5. The method of any one of claims 1 to 4, further comprising assaying a sample from the subject for one or more gene mutation relating to homologous

recombination (HR) repair.

6. The method of claim 5, wherein the gene mutation comprises a BRCA1 mutation, BRCA2 mutation, or a combination thereof.

7. The method of any one of claims 1 to 6, further comprising assaying a sample from the subject for the STAT3-11 gene signature.

8. The method of any one of claims 1 to 7, wherein the sample comprises a tumor biopsy.

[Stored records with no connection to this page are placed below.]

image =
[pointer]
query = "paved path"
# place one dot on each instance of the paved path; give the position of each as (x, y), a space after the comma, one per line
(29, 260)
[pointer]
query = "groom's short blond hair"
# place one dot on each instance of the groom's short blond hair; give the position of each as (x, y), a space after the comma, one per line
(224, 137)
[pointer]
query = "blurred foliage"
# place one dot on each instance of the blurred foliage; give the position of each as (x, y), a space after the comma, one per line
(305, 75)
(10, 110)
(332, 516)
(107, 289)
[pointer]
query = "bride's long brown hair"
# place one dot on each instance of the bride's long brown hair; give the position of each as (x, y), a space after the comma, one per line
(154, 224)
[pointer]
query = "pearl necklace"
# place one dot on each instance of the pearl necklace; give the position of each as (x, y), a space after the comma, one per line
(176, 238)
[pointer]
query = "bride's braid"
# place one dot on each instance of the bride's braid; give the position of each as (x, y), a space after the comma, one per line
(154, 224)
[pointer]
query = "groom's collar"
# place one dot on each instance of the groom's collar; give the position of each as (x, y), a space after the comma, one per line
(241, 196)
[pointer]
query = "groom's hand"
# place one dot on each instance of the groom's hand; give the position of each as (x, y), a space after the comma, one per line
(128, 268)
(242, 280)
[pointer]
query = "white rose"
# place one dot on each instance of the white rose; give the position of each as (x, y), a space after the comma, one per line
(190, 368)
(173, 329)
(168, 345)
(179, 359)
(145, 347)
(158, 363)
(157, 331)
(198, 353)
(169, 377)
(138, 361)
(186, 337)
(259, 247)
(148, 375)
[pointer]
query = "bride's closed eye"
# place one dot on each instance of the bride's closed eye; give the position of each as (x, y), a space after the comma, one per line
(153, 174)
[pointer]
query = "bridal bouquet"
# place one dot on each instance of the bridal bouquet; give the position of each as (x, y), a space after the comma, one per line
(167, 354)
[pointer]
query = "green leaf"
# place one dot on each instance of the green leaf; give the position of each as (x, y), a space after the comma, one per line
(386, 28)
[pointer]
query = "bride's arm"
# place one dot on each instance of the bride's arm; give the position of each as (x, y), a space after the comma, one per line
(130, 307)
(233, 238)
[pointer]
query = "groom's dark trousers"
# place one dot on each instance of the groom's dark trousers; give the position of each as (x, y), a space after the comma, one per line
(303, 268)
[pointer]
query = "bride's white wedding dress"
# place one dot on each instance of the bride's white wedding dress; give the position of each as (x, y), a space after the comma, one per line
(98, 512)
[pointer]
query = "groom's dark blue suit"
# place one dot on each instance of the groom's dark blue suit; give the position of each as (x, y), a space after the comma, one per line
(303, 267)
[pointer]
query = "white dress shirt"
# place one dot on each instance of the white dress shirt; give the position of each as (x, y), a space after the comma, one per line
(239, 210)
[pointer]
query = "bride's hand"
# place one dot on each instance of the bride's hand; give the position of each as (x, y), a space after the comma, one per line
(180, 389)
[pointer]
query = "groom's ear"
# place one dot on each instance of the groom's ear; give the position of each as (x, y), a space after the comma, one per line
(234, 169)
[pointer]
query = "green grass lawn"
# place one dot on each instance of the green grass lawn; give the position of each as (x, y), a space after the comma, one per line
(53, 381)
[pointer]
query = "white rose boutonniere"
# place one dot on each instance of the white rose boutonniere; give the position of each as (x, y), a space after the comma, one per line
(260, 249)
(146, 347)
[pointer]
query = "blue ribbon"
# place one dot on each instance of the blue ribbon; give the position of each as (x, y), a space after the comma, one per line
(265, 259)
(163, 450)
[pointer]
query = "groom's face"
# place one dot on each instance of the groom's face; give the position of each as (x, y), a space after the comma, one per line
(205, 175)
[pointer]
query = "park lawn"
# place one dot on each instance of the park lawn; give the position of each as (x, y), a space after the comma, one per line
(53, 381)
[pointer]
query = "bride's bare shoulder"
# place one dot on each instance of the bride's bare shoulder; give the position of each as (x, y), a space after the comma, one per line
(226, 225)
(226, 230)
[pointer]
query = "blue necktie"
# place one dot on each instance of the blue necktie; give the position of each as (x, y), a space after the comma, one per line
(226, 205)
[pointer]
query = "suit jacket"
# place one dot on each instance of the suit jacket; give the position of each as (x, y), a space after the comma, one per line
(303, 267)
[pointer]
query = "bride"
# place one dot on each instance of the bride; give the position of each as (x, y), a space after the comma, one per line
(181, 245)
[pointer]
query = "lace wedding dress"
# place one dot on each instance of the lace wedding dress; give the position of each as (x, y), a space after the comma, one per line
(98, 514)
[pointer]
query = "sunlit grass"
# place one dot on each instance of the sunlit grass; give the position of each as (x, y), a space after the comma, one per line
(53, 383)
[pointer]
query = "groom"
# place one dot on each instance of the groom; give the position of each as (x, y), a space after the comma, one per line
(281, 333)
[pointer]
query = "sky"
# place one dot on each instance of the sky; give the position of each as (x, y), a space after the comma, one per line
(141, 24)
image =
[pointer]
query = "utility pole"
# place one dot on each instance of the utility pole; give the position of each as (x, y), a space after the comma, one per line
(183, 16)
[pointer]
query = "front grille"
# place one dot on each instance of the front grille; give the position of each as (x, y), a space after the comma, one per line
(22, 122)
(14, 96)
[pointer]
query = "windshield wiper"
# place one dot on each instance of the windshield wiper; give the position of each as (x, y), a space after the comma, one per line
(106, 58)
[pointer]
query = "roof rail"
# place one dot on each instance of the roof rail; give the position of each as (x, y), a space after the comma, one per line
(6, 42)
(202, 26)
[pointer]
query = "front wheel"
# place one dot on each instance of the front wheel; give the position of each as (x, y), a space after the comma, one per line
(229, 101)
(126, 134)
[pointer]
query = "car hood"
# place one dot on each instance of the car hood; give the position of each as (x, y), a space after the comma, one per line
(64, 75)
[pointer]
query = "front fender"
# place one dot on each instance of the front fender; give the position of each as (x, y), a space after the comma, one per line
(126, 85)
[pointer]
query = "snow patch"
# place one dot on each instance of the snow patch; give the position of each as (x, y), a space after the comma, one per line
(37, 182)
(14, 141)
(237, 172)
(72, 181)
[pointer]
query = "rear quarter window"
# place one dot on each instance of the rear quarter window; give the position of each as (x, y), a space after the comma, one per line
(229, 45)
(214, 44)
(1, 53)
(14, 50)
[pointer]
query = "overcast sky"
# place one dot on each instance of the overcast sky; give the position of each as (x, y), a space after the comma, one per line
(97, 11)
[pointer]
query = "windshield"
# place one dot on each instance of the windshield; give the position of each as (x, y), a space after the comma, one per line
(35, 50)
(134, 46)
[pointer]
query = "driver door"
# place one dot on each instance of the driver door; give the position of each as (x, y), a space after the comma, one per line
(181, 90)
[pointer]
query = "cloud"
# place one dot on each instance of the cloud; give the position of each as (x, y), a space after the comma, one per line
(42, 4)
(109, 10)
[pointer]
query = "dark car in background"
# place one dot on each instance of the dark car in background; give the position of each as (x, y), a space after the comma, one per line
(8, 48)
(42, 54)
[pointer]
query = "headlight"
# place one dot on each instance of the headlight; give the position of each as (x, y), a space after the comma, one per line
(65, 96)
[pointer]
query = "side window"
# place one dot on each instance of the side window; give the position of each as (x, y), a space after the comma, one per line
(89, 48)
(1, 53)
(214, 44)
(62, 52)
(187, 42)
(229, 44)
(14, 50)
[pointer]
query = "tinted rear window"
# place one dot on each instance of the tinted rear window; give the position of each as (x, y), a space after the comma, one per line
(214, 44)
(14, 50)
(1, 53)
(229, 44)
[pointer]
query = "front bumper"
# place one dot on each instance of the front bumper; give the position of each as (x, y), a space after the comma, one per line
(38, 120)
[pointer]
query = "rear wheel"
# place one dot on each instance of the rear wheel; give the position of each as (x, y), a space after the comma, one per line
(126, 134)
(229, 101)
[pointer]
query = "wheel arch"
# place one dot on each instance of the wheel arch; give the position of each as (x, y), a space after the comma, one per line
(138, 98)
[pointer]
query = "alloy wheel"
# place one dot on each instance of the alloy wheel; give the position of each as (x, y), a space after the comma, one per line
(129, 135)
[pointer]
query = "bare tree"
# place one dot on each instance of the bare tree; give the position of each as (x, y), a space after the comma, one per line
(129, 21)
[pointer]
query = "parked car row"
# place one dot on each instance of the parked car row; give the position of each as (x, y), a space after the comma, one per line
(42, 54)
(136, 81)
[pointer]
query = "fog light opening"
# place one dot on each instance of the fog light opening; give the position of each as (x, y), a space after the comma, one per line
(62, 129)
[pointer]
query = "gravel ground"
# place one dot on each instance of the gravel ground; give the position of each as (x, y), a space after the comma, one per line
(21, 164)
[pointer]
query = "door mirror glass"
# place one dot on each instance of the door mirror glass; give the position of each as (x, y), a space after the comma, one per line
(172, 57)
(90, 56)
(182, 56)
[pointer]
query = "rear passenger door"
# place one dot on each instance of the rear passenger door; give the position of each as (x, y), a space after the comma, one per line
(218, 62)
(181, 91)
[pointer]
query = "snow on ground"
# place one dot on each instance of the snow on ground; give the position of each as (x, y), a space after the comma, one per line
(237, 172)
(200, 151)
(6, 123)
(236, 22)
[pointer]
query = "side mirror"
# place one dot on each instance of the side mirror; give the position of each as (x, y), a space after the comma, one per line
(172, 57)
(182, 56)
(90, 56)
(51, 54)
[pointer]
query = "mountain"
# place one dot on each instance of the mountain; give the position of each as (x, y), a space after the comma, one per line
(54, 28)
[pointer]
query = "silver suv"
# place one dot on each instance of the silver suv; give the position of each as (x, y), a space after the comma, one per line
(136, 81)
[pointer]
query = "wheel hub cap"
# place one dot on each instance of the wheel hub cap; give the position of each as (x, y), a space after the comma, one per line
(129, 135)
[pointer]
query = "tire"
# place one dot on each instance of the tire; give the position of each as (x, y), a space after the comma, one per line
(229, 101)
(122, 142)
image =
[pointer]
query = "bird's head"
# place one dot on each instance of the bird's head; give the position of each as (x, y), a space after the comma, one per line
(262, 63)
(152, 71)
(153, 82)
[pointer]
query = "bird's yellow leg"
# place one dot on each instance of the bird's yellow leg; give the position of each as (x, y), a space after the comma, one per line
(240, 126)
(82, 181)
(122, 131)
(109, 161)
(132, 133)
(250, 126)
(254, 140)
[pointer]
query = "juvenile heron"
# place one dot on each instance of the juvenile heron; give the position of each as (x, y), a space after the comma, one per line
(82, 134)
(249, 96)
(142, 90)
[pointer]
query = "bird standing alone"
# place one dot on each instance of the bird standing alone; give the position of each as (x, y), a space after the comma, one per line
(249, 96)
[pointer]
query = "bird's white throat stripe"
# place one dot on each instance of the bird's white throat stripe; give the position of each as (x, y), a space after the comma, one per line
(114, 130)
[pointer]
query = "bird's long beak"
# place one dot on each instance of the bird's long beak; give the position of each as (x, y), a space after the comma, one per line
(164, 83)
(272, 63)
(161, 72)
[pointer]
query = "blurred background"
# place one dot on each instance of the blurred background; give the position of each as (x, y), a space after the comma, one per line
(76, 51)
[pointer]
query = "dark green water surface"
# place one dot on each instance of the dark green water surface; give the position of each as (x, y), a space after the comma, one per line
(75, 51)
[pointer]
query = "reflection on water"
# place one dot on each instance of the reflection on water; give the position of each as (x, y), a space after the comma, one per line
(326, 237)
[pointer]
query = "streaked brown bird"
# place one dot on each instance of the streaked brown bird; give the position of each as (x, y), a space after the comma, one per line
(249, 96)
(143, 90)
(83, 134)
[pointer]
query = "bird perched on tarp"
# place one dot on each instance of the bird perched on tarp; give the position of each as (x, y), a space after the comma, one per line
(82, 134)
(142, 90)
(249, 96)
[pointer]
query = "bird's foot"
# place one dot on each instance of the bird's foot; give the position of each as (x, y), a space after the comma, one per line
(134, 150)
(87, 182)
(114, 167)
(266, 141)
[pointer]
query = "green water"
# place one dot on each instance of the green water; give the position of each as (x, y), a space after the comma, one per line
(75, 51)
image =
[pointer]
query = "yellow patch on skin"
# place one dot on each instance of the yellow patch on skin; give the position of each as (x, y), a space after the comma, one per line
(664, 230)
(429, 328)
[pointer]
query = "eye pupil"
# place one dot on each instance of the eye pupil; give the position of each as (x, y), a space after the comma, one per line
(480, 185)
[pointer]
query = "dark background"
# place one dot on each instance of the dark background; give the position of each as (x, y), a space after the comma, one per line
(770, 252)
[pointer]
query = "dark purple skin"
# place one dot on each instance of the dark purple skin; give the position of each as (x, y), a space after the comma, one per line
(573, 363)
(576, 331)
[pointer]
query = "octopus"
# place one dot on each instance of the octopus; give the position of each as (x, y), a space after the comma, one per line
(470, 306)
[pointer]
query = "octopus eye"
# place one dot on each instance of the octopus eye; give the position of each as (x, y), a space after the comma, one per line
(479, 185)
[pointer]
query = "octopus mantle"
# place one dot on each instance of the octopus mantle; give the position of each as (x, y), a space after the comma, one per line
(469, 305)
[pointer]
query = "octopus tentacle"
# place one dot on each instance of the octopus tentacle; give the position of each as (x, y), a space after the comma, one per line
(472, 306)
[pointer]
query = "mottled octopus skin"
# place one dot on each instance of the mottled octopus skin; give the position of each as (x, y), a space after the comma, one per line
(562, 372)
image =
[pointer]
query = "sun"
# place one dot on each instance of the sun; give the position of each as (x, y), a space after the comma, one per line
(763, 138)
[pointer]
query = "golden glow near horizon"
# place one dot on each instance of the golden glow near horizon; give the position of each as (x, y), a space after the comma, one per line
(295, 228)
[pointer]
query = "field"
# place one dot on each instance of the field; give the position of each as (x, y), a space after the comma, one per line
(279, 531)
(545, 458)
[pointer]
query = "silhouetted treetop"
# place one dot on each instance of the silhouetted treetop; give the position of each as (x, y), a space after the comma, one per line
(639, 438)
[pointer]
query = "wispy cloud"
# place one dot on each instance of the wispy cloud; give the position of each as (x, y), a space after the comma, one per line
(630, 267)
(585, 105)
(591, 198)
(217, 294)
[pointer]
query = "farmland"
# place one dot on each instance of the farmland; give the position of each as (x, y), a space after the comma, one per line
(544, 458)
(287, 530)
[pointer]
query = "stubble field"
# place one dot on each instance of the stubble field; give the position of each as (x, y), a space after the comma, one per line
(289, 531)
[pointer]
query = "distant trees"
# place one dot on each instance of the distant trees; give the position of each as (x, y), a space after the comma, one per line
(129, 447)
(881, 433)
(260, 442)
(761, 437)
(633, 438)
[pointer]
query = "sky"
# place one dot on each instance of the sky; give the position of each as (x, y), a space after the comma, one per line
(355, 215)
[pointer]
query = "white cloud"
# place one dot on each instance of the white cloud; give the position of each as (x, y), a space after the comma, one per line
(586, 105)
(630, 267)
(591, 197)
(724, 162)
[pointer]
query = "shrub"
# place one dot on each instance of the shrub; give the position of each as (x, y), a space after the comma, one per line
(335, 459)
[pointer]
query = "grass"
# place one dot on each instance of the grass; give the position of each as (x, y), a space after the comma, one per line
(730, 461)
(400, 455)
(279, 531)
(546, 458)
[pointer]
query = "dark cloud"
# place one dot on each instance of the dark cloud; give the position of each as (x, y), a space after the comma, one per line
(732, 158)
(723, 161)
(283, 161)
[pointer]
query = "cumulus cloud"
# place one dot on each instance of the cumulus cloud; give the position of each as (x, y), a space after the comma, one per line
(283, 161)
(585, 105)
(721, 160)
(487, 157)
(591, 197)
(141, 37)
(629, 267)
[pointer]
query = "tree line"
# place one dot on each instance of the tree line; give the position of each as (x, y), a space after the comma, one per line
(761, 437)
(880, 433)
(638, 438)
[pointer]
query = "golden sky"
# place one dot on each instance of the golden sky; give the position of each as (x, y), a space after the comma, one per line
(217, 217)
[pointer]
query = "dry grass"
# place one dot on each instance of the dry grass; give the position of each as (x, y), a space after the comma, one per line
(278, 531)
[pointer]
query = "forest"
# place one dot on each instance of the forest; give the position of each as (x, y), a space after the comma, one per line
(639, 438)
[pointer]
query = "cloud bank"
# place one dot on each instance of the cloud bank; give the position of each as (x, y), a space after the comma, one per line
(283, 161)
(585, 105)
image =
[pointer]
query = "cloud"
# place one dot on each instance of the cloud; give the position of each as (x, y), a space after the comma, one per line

9. A method for determining sensitivity of a cancer to synthetic lethal therapy, comprising assaying a sample from the subject for gene expression of at least 3, 4,

5, 6, 7, 8, 9, 10, or 11 genes selected from the group consisting of SMARCAD1 , PRKX, ZBTB40, ATXN2L, MDM4, AP4B1 , RBM33, ATP5G2, BLMH, GPR75.ASB3, and ASPHD2, wherein elevated gene expression of at least 3, 4, 5, 6, 7, 8, 9, 10, or 11 genes selected from the group consisting of SMARCAD1 , PRKX, ZBTB40, ATXN2L, MDM4, AP4B1 , RBM33, ATP5G2, BLMH, GPR75.ASB3, and ASPHD2, is an indication that the cancer is sensitive to a synthetic lethal therapy.

10. The method of claim 9, wherein the synthetic lethal therapy comprises a therapy that targets a non-HR related DNA repair pathway.

11. The method of claim 10, wherein the synthetic lethal therapy comprises a PARP (Poly ADP-ribose polymerase) inhibitor.

12. The method of claim 9 or 10, wherein the cancer comprises an ovarian or breast cancer.

13. The method of any one of claims 9 to 11 , wherein the cancer lacks BRCA1 or BRCA2 gene mutations.